Third party needed for open API process

  • 21 March 2013
Third party needed for open API process

An independent third party should be set up to help accredit third party suppliers to interface with principal GP IT systems, an Intellect Health and Social Care Council member says.

Ewan Davis, who is also founder of the Healthcare App Network for Development and Innovation, has been attending market engagement events held by Intellect and the Department of Health to discuss the new GP Systems of Choice contract.

Procurement documents on the Connecting for Health website say the GPSoC tender is due to go out at the end of this month, with contracts awarded between October and December.

A key part of the new contract is the Interface Service, which will require all major GP IT suppliers to open their Application Programme Interfaces to subsidiary suppliers.

In a blog about the meetings, Davis said the procurement was going well, but argued there was a need to, “radically change the proposed accreditation process for subsidiary products to remove it from the hands of principal system suppliers and place it in the hands of a trusted third party”.

Davis said HANDI members were very interested in interfacing new apps with GP suppliers, particularly those involving records access.

However, there was concern about principal suppliers continuing to play a central role in the accreditation process, due to inevitable conflicts of interest when a subsidiary product competed with the core system’s functionality.

Davis raised the idea of a third party being involved in the accreditation process at a market meeting earlier this month and the idea was progressed at another meeting this week.

In this scenario, core system suppliers would be required to provide copies of their system to a third party to create the test and accreditation platforms needed to test a subsidiary product.

The principal supplier would still do the formal accreditation, but would only be involved at the end of the process, rather than from the beginning.

“There was broad agreement that a third party had a useful role to play and recognition that because the expertise rests with the principal system suppliers they can’t be taken entirely out of the equation,” Davis told EHI.

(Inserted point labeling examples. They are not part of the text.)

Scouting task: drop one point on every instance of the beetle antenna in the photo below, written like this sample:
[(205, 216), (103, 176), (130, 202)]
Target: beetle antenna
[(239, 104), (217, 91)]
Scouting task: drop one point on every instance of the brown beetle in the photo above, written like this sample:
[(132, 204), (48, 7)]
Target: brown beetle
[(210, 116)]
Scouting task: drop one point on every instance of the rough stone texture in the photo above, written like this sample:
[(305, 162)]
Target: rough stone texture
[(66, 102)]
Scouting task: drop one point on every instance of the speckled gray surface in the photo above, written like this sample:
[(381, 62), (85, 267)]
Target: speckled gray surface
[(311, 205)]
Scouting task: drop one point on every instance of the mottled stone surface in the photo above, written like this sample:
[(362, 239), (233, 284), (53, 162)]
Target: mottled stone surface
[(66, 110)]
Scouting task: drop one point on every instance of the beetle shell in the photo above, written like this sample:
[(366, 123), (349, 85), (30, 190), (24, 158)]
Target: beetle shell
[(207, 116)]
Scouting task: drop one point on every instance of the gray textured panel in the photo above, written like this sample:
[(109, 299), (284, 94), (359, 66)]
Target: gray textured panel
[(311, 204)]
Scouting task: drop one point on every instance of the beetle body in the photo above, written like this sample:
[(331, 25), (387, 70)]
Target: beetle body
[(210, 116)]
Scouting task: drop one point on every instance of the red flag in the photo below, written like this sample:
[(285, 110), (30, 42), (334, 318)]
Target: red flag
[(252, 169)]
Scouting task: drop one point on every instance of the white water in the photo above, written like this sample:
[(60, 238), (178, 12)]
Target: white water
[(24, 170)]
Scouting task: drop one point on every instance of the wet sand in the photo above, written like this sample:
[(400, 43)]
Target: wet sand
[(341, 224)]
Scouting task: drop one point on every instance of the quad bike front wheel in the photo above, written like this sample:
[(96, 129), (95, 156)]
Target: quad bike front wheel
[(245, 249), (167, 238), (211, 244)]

Under the new contract, GP system suppliers would initially make their existing APIs available, but over time would move towards standard interfaces across all systems.

One this was in place, the third party could fully control the accreditation process, Davis believed.

The documents on CfH’s website reveal that the new GPSoC contract will be in three lots. ‘GP clinical IT systems and modules’ will be centrally funded, while ‘additional GP IT services’ and ‘cross care setting interoperable services’ will be funded locally.